許褚、程昱、田豐、戲誌才、滿寵、傅乾、薛悌、賈逵、郤嘉、蓋順等未來政權核心的文官集團首次齊聚一堂。
帳外,是靜靜停放的、裝載著東觀藏書的數百輛馬車,它們不僅是文化的象征,更是許褚集團遠大抱負的無聲宣言。
眾人圍坐,酒酣耳熱之際,從天下大勢談到內政建設,從軍事戰略談到法度推行,從經濟民生談到文教選拔。
程昱的狠辣決斷、田豐的深謀遠慮,雖見解精辟,卻也常因理念不同而針鋒相對;滿寵的法令嚴明、傅乾的沉穩乾練、薛悌的機敏務實、賈逵的聰慧通達、蓋順的縝密細緻,各有所長。
而新加入的戲誌才,以其奇謀妙策和對人心世故的敏銳洞察,往往能在程、田二人爭執不下時,以巧妙言辭化解僵局,其通達圓融的智慧,恰如潤滑劑般,緩和了程昱的剛戾與田豐的執拗,讓激烈的爭論始終保持在有益的範疇內。
這番碰撞,讓程昱、田豐等人對戲誌才的才具驚歎折服,而戲誌才也深感許褚麾下人才濟濟,格局宏大,非一般割據勢力可比。
許褚則居中調和,引導討論,善於歸納總結,將眾人的智慧火花融彙貫通,形成清晰的戰略方向。
這一夜,帳內談笑風生,思想碰撞,直至東方天際泛起魚肚白,眾人竟毫無倦意。
戲誌才徹底堅定了追隨許褚的決心,而程昱、田豐等人也對這位新加入的、才華橫溢且善於協調的謀臣表示了由衷的歡迎和認可。
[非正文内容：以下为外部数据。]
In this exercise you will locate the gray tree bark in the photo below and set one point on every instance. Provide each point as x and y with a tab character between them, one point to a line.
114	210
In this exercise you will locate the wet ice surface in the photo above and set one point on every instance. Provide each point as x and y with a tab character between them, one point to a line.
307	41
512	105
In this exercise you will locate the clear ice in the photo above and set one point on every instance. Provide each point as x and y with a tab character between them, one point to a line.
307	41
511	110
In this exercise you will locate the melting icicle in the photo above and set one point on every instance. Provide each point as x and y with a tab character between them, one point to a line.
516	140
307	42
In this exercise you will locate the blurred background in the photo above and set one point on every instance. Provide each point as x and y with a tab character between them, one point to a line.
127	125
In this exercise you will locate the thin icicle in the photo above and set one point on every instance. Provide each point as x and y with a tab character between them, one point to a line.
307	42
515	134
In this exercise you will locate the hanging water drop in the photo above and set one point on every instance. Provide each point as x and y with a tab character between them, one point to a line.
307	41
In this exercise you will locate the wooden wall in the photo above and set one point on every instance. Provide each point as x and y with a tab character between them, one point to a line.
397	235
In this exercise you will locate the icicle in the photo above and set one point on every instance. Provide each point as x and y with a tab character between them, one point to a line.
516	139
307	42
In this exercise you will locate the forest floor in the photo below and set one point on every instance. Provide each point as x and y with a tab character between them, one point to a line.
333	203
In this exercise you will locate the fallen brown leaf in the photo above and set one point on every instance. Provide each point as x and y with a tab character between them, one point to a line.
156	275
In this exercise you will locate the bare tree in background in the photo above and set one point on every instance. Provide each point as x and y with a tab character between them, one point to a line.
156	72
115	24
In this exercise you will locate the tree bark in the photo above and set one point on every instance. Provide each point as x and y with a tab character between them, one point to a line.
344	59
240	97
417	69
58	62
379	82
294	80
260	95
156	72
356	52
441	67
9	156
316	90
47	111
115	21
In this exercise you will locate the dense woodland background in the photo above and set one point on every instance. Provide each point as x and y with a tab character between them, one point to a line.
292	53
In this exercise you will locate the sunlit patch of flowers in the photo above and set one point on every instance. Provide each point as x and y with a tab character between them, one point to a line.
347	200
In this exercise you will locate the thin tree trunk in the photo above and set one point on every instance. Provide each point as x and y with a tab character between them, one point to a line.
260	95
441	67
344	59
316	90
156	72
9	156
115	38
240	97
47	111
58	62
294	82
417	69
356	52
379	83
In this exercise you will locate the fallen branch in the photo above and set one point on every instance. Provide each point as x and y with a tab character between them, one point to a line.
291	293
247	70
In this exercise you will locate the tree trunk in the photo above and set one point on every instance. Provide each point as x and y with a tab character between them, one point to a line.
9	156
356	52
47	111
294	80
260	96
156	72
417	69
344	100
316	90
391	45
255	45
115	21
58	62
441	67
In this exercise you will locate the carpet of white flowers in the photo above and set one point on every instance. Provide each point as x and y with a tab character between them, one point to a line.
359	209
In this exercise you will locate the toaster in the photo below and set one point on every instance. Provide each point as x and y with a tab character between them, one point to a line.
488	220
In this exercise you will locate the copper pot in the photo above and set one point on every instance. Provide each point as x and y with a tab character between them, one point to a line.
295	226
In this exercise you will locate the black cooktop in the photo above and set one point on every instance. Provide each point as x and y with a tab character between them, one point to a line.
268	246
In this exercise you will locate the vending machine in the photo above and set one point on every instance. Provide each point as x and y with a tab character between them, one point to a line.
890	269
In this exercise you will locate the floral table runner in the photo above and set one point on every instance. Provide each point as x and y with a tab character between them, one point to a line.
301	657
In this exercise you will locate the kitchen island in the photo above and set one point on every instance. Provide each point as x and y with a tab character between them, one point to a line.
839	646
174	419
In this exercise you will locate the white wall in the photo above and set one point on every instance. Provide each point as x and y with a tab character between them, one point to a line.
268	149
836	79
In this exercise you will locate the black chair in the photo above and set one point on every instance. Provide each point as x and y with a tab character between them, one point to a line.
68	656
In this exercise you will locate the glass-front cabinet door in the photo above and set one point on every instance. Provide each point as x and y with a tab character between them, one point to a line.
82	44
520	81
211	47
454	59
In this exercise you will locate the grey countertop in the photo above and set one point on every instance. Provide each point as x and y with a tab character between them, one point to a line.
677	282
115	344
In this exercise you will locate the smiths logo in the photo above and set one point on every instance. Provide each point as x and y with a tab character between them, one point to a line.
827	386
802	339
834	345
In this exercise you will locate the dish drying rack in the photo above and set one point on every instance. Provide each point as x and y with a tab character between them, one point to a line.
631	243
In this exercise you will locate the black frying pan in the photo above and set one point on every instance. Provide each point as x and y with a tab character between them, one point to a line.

翌日,許褚正式頒佈命令,任命戲誌才為軍師參謀,位同田豐、程昱,參讚軍政機密,成為其核心智囊之一。
戲誌才的加入,如同給正在快速成長的許褚集團注入了一劑強心針,極大地增強了其在戰略謀劃、隨機應變以及內部協調方麵的能力。
大軍再次開拔,旌旗招展,向南行進。
許褚騎在他的駿馬“賓士”上,看著身旁並轡而行的智囊團——程昱、田豐、戲誌纔等,再想到廬江尚有周瑜、顧雍、呂岱等俊傑,一股睥睨天下的豪情油然而生。
文有王佐之才,武有虎狼之師,更有文化的火種和日益壯大的根基,一條通往權力巔峰的道路,已在他腳下清晰無比地鋪展開來。
戲誌才的出現,彷彿是命運對他這個穿越者最大的肯定和饋贈。
前路雖有挑戰,但他已握有最強的牌局。